In den Erbschaftsangelegenheiten, die zwischen den Kindern und der Stiefmutter zu regeln waren, werden u.a. eine schwarze Kuh, ein schwarzes Rind, zehn Schweine und vierzehn Schafe aufgezählt, die ebenfalls die starke bäuerliche Bindung eines Pfarrers der damaligen Zeit unterstreichen2.

Seine zweite Frau Elsbeth wird in den Wirren des Dreißigjährigen Krieges am 23. April 1639 auf dem Hüttenplatz in Dillenburg von Mansfeldschen Reitern erschossen3.

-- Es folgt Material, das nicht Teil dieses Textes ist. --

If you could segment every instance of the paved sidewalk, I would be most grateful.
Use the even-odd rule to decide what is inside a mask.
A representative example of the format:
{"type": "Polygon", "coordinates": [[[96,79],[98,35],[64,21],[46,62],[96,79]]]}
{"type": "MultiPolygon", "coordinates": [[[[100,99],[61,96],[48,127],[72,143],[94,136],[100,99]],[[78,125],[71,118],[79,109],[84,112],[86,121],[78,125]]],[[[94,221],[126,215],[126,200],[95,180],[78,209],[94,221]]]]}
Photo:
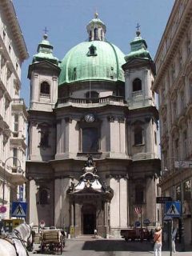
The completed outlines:
{"type": "MultiPolygon", "coordinates": [[[[85,244],[89,243],[89,251],[91,254],[91,255],[108,255],[108,254],[110,254],[113,252],[114,256],[118,256],[118,255],[134,255],[134,256],[153,256],[154,255],[154,252],[153,252],[153,249],[151,247],[151,244],[150,244],[149,242],[125,242],[125,241],[122,238],[117,239],[117,238],[109,238],[109,239],[105,239],[105,238],[102,238],[99,237],[94,238],[94,237],[83,237],[83,236],[79,236],[78,238],[71,238],[71,239],[66,239],[66,246],[64,249],[64,252],[62,253],[63,255],[66,256],[75,256],[77,255],[77,252],[75,253],[75,250],[78,250],[78,246],[79,245],[82,245],[79,247],[79,250],[81,250],[80,248],[82,248],[83,246],[85,246],[85,244]],[[103,241],[104,240],[104,241],[103,241]],[[105,247],[101,248],[101,250],[98,250],[98,251],[95,250],[95,245],[92,245],[92,242],[94,242],[94,244],[95,242],[97,242],[96,246],[99,246],[99,245],[103,245],[103,244],[111,244],[111,242],[113,244],[117,245],[117,246],[119,246],[118,248],[116,247],[116,246],[114,246],[114,249],[112,249],[112,250],[108,251],[107,249],[106,249],[105,247]],[[114,241],[114,242],[113,242],[114,241]],[[103,242],[104,243],[103,243],[103,242]],[[120,248],[120,250],[119,250],[120,248]],[[103,249],[103,250],[102,250],[103,249]],[[107,254],[108,251],[108,254],[107,254]]],[[[34,254],[38,254],[37,255],[38,256],[46,256],[48,254],[40,254],[39,251],[39,244],[35,244],[34,245],[34,252],[30,252],[29,254],[30,255],[34,255],[34,254]]],[[[110,247],[111,248],[111,247],[110,247]]],[[[176,244],[176,250],[180,250],[180,245],[179,244],[176,244]]],[[[79,251],[78,250],[78,254],[80,255],[88,255],[87,254],[87,250],[84,249],[84,250],[82,251],[79,251]]],[[[50,254],[49,254],[50,255],[50,254]]],[[[90,254],[89,254],[90,255],[90,254]]],[[[168,250],[167,247],[163,245],[162,246],[162,256],[170,256],[170,252],[168,250]]],[[[172,252],[172,256],[192,256],[192,246],[186,246],[186,251],[185,252],[182,252],[182,251],[177,251],[176,253],[173,253],[172,252]]]]}

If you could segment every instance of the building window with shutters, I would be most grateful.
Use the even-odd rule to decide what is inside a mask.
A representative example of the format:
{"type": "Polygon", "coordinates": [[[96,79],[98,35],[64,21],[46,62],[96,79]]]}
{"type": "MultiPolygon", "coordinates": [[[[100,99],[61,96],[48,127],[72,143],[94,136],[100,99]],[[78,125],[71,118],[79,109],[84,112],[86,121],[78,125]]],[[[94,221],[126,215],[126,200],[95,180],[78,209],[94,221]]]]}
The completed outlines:
{"type": "Polygon", "coordinates": [[[14,116],[14,137],[18,136],[18,114],[15,114],[14,116]]]}

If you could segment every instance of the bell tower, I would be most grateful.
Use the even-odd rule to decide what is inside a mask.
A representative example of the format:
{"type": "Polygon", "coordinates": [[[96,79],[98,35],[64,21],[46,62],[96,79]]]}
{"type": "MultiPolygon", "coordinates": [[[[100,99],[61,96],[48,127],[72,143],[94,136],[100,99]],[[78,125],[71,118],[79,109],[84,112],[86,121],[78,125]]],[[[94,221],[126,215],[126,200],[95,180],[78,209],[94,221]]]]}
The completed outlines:
{"type": "Polygon", "coordinates": [[[30,110],[51,112],[58,99],[58,59],[53,55],[53,46],[43,35],[28,70],[30,79],[30,110]]]}
{"type": "Polygon", "coordinates": [[[125,98],[130,115],[128,120],[130,154],[134,160],[158,158],[158,120],[154,92],[151,87],[155,66],[141,33],[130,42],[130,52],[125,57],[125,98]]]}

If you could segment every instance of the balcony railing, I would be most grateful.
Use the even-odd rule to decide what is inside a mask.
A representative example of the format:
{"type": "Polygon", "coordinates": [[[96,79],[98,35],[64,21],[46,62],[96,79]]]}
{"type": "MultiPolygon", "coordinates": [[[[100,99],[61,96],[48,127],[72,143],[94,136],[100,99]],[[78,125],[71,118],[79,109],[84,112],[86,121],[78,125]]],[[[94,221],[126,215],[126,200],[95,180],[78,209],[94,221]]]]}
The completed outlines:
{"type": "Polygon", "coordinates": [[[126,104],[126,102],[125,101],[124,98],[122,96],[107,96],[107,97],[102,97],[102,98],[71,98],[66,97],[62,98],[58,98],[58,104],[64,104],[64,103],[74,103],[74,104],[94,104],[94,103],[107,103],[110,102],[121,102],[126,104]]]}

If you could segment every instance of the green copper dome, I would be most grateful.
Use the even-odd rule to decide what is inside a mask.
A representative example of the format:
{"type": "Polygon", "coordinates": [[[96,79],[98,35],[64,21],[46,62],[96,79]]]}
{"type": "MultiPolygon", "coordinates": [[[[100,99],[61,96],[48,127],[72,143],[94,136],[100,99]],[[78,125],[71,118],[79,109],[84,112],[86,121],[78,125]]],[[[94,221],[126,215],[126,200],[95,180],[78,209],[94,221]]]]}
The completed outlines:
{"type": "Polygon", "coordinates": [[[125,54],[106,41],[106,26],[95,14],[86,26],[89,42],[73,47],[60,64],[59,85],[87,80],[124,82],[125,54]]]}
{"type": "Polygon", "coordinates": [[[72,48],[60,64],[59,85],[86,80],[124,82],[125,55],[104,41],[82,42],[72,48]]]}

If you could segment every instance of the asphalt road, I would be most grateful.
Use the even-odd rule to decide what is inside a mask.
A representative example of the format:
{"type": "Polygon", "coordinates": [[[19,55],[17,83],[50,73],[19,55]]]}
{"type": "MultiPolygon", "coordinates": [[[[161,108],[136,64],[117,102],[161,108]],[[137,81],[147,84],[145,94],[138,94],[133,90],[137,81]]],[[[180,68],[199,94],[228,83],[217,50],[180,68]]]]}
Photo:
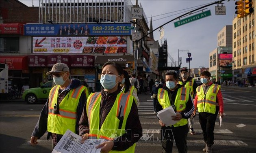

Der Sohn Matthias ("Verzeichnis aller Bürger und Inwohner der Statt Hayger wie sich solche an itzo befinden." Stadtschreiber Henrich Rehe, 25. Januar 1628)[1] lebte von 1619 bis 1632 als Kaplan in Haiger; sowie als Pfarrer in Frohnhausen (1636-1640),  Fleisbach (1640-1646) und Oberfischbach, wo er 1652 starb. Dessen Söhne Henrich und Dietrich sind Stammväter des Siegerländer bzw. des Haigerer Stammes der Gudelius, die sich bis heute in der männlichen Linie erhalten haben.

Des Wendelinus  zweiter Sohn Johann Henrich ist Stammvater des Herborner Stammes, der im Mannesstamm nicht mehr existiert, aber noch zahlreiche lebende Nachfahren mit anderen Namen hat.

Sohn Georg (Georgius), geboren um 1598 in Breitscheidt lebte mit seiner Frau Eva Wetz, drei Söhnen und einer Tochter in Ballersbach. Im Jahr 1635 wütete dort die Pest. Sie raffte im Zeitraum 3. bis 14. August, also innerhalb von elf Tagen bis auf Georg und den ältesten Sohn Johannes nahezu die ganze Familie hin.[2] Georg heiratete 1642 seine zweite Frau Gertraud N.N., mit der er noch zwei Töchter Eva und Catharin hatte. Tochter Eva heirate 1663 Friedrich Cuntz aus Ballersbach. Nachfahren dieser Verbindung machen heute in Ballersbach „die halbe Bevölkerung des Ortes aus“ (nicht ganz ernst gemeinte Aussage von Wolfgang Holler, Berlin, der sich ebenfalls zu diesen Nachfahren zählt).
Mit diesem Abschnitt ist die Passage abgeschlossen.